Paylaş
İNANILMAZ olanı yaptılar. Bize, gerçek bir ‘‘zafer’’ bağışladılar. Sporun ‘‘Kazanmak kadar kaybetmek de var’’ kuralını bilmesek, kendimizi 9 Eylül 1922‘nin coşkusuna benzer bir coşkuyu hak etmiş sayacağız.
Evet... Kazanmak kadar kaybetmek de var...
Ama itiraf edelim ki onlar sadece önemli bir kupayı kazanmakla kalmadılar.
Onlar tüm dünyaya bir mesaj verdiler:
‘‘Biz uygarlığı kendi tekelinde sayanların en azından eşitiyiz. Hatta kendi dalımızda onlardan da ilerideyiz!’’ dediler.
Bunu üstelik, futbol aleminin tanrı katındaki takımlardan Arsenal efsanesini yıkarak ve elinden UEFA kupasını alarak ispat ettiler.
Türk bilim aleminin en parlak isimlerinden Prof.Dr. Celal Şengör, Amerika Birleşik Devletleri Bilim Akademisi'ne üye seçilen ilk Türk bilim adamı olması nedeniyle kendisine ‘‘ne diyeceğini’’ soran gazetecilere geçenlerde unutulmaz bir yanıt vermişti. Kelimeler aynı olmayabilir ama dediği şuydu:
‘‘Ben Büyük Atatürk‘e olan borcumuzun (çağdaş uygarlık düzeyini yakalama borcunun) bana düşen kısmını ödemeye çalışıyorum.’’
Şengör‘ün o sözlerinde biraz da ‘‘Herkes laf etmesin de kendisine düşeni yapsın. O zaman çağdaş uygarlığı yakalar ve geçeriz’’ mesajı vardı.
Galatasaray futbol kulübü işte bunu yaptı. Çağdaş uygarlık düzeyini yakalama görevinin kendine düşen kısmını tamamladı.
Yoksa Arsenal gibi, futbolu bilen -ve bu satırların yazarı gibi bilmeyen- herkesin efsane takım diye tanıdığı bir rakip karşısında, üstelik son 30 dakikayı en kıymetli oyuncularından biri kırmızı kart görüp oyundan çıkarıldığı için 10 kişiyle oynadığı halde Galatasaray‘ın, yine de beraberliği koruyabilmesini başka türlü açıklamak herhalde mümkün değildir.
Helal olsun Galatasaray‘a!
Helal olsun onları bu başarıya ulaştıran hocaları Fatih Terim‘e!
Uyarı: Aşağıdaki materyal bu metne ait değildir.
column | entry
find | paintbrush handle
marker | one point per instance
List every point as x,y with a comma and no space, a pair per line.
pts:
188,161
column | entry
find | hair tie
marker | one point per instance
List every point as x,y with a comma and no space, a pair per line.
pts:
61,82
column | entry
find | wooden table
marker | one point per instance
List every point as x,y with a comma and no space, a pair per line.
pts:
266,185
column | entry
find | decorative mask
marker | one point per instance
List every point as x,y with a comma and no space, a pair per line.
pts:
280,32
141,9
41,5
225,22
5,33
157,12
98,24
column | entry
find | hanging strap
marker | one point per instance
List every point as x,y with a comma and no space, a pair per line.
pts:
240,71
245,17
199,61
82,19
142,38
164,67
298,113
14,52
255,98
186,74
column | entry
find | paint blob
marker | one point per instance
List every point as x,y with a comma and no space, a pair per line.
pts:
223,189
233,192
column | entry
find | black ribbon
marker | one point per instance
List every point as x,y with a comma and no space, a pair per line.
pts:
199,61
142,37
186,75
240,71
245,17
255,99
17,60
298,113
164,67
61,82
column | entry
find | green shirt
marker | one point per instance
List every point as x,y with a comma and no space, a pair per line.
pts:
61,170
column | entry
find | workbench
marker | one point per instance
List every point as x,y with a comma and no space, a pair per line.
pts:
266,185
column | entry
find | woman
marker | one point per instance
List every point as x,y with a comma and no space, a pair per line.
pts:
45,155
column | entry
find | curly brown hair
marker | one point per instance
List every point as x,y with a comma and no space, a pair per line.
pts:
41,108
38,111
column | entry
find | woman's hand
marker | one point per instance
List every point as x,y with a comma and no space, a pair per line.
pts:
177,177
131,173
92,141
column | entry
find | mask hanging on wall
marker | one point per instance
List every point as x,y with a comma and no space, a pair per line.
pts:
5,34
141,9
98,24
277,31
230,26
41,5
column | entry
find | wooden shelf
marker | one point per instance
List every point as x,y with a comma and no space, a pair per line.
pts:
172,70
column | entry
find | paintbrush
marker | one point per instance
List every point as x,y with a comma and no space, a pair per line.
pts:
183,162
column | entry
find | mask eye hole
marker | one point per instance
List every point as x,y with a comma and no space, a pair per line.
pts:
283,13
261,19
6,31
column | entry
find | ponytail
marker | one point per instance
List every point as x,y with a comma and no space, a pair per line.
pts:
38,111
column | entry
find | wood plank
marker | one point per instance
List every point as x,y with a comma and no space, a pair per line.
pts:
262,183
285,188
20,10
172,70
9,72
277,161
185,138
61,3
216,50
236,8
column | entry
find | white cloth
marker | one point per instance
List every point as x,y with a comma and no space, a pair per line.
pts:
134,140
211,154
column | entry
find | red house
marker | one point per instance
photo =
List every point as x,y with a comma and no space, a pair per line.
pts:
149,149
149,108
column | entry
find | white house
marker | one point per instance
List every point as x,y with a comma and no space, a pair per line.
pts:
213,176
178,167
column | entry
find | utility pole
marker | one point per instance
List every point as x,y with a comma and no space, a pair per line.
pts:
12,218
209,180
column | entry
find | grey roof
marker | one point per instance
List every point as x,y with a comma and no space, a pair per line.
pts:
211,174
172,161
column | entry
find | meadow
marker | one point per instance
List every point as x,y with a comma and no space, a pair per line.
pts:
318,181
Ve helal olsun Kopenhag‘daki stadyumu doldurup onları bir saniye bile yalnız bırakmadan coşturan Türkler'e...
Galatasaray orada bir futbol kulübü renkleriyle oynadı. Ama hepimiz biliyoruz ki formalarındaki gerçek renk kırmızı-beyaz idi.
Zaten stadyumu dolduranların önemli bir kısmı da Fenerbahçe, Beşiktaş gibi Galatasaray‘ın ezeli ve ebedi rakibi kulüplerin, dün Galatasaray‘ı milli takım gibi gören ve o yüzden Kopenhag‘a koşan taraftarlarıydı.
Galatasaray‘ı binlerce defa kutlasak azdır...
Göğsümüzün onlar sayesinde ne büyük bir gururla dolduğunu anlatmaya hiçbir kelime, hiçbir cümle, hiçbir üslup yetmez.
Gerçekten çok büyük bir zafer kazandılar. Ama bu zaferin onları sarhoş etmemesini bekliyoruz. Çünkü onlarla sadece bugün değil, kuşaklar boyu iftihar etmek istiyoruz.